Lefkowitz Wins National Academy of Sciences Kovalenko Medal

Friday, January 12, 2001

print | email |


Dr. Robert J. Lefkowitz of the Howard Hughes Medical Institute at Duke University Medical Center has been awarded the Jessie Kovalenko Medal by the National Academy of Sciences. The medal, presented only every three years, is awarded for important contributions to the medical sciences and carries with it a cash prize of $25,000. The award was announced by the academy Wednesday. Many previous winners of the Kovalenko Medal also received the Nobel Prize and/or the prestigious Lasker Award for biomedical research. Previous Kovalenko medalists include Peyton Rous, who discovered the first cancer-causing viruses; George Whipple, who discovered the first treatment for pernicous anemia; Henry Kunkel, who helped lay the foundation for modern immunology; and Maclyn McCarty, who helped establish DNA as the basic molecule of heredity.
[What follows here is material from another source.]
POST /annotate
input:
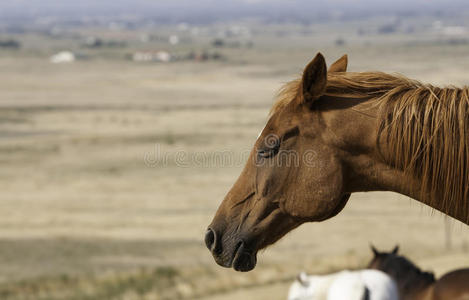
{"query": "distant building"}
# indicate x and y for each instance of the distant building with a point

Lefkowitz, who is a James B. Duke Professor of Medicine, pioneered study of the superfamily by working with one of the prototypic such receptors, the #2-adrenergic receptor that stimulates the body's "fight or flight" alarm response. He and his colleagues developed techniques to purify the receptor protein, demonstrate its biological function, elucidate its structure and relate the structure to other members of the superfamily, including most notably the rhodopsin receptor that translates light into nerve impulses in the eye.